A random sub-set of the data are withheld and the surrogate is fit to the remaining data,
the error of which is evaluated with the hold out data. To assess the current surrogate model,
holdout 25% of the dataset for cross validation and re-fit the model. Repeat this procedure
by incrementing the `Smooth`

value and you should notice that the \(L_{2}-norm\) of the
error decreases at first before increasing. The image above shows the trends in full surrogate
\(R^2\) and \(L_2\) error, i.e., without cross validation holdout, and the error from
25% cross validation holdout with 95% confidence intervals from 10 replicate cross validation
fits. When the RBF acts as an interpolator, i.e., without smoothness, all of the noise
from the full model evaluation gets wrapped into the surrogate. (In this case we added our
Gaussian noise in intentionally, but in a real simulation this might be due to computational
errors such as convergence tolerances, statistical errors, etc.) As the smoothness is increased
we stop capturing the noise of each sample until we begin to smooth out some of the underlying
function.
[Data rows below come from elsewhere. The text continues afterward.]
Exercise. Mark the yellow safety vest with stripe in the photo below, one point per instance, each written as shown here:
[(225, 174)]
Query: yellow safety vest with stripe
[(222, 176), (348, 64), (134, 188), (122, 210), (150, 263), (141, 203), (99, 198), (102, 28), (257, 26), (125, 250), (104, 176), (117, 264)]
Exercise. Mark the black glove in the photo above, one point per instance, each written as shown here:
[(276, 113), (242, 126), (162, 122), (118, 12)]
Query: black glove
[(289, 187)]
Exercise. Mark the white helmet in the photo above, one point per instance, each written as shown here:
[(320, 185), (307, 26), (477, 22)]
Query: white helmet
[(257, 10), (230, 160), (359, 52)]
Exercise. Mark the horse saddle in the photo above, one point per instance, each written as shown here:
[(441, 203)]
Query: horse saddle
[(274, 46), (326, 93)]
This is captured in the cross validation as a minimum in the holdout error.
Of course wider or tighter stencils, `epsilon`

, or a different radial basis `Function`

or a different surrogate modeling choice altogether may produce an even better fit than
the model presented here. Users can test any of the different model options and compare
against the surrogate constructed here using the cross validation metrics.